Verify files landed in production:

ls content/products/*.md | tail -5

Step 7 — Validate

npm run validate:ids

Expected: All content is valid. No issues found.

Step 8 — Commit and push

git add content/products/
git commit -m "content: add batch products from $RUN_ID"
git push origin main

GitHub Actions CI automatically validates, syncs to D1, and deploys to Cloudflare.

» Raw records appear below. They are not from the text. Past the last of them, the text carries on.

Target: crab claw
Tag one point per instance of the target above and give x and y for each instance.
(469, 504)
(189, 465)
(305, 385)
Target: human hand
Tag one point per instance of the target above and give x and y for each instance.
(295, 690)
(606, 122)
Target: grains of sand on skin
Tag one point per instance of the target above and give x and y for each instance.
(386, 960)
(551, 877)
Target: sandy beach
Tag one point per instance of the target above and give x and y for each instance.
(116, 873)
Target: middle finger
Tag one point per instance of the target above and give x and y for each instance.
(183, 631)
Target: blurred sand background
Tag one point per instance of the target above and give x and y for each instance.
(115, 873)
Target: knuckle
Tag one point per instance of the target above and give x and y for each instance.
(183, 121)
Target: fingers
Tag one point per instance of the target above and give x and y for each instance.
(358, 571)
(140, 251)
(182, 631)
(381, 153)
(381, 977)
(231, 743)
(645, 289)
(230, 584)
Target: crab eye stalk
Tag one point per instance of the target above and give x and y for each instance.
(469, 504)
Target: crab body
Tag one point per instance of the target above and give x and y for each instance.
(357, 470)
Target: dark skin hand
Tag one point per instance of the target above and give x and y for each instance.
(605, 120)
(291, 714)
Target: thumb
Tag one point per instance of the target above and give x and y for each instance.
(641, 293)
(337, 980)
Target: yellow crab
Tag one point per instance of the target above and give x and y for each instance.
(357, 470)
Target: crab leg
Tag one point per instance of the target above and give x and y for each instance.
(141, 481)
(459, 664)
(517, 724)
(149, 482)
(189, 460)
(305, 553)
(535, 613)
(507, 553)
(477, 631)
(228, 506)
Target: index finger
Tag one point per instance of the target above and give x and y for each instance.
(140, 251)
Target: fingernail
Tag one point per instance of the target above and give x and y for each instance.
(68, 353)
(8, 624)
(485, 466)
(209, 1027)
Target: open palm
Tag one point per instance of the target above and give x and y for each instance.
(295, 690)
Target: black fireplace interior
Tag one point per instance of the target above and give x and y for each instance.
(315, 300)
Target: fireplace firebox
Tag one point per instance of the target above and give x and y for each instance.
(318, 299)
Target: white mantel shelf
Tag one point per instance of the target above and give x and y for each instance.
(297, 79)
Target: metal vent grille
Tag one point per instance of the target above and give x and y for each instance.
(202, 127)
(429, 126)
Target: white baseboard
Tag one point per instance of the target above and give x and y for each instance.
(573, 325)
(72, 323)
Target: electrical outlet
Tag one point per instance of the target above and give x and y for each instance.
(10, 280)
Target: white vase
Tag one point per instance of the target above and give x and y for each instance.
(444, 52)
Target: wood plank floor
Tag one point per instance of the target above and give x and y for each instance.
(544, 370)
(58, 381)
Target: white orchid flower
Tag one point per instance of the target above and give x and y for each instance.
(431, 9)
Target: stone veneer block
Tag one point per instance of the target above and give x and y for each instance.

Complete Copy-Paste Script

Replace the values at the top and paste into Terminal:

# --- Configuration (EDIT THESE) ---
cd ~/Documents/github/b2bweb
source .venv/bin/activate

export B2BWEB_ALLOWED_DOMAINS="gadgetfix.com"
export B2BWEB_SOURCE_URL="https://gadgetfix.com/apple-parts.html"
export B2BWEB_KEYWORDS=$'iphone 17 pro max
bluetooth
flex cable
charging port
usb-c'
export B2BWEB_EXCLUDE_TERMS=$'case
protector
tempered glass'

# --- Run intake ---
bash scripts/intake_run.sh

# --- Identify run ---
RUN_ID=$(ls -t content/_incoming/products/ | head -1)
echo "Run: $RUN_ID"

# --- Quick review ---
echo "=== TITLES ==="
grep '^title:' content/_incoming/products/$RUN_ID/*.md

# --- Approve all ---
sed -i '' 's/^review_status: pending$/review_status: approved/' \
  content/_incoming/products/$RUN_ID/*.md

# --- Promote ---
python3 scripts/promote_incoming.py content/_incoming/products/$RUN_ID

# --- Validate and push ---
npm run validate:ids
git add content/products/
git commit -m "content: add batch products from $RUN_ID"
git push origin main

Xxxweb Category Example

Xxxweb category pages include product-card links and extra recommendation links. Use B2BWEB_LINK_CLASS="product-main-img" to import only the visible category products and avoid bottom/related product blocks.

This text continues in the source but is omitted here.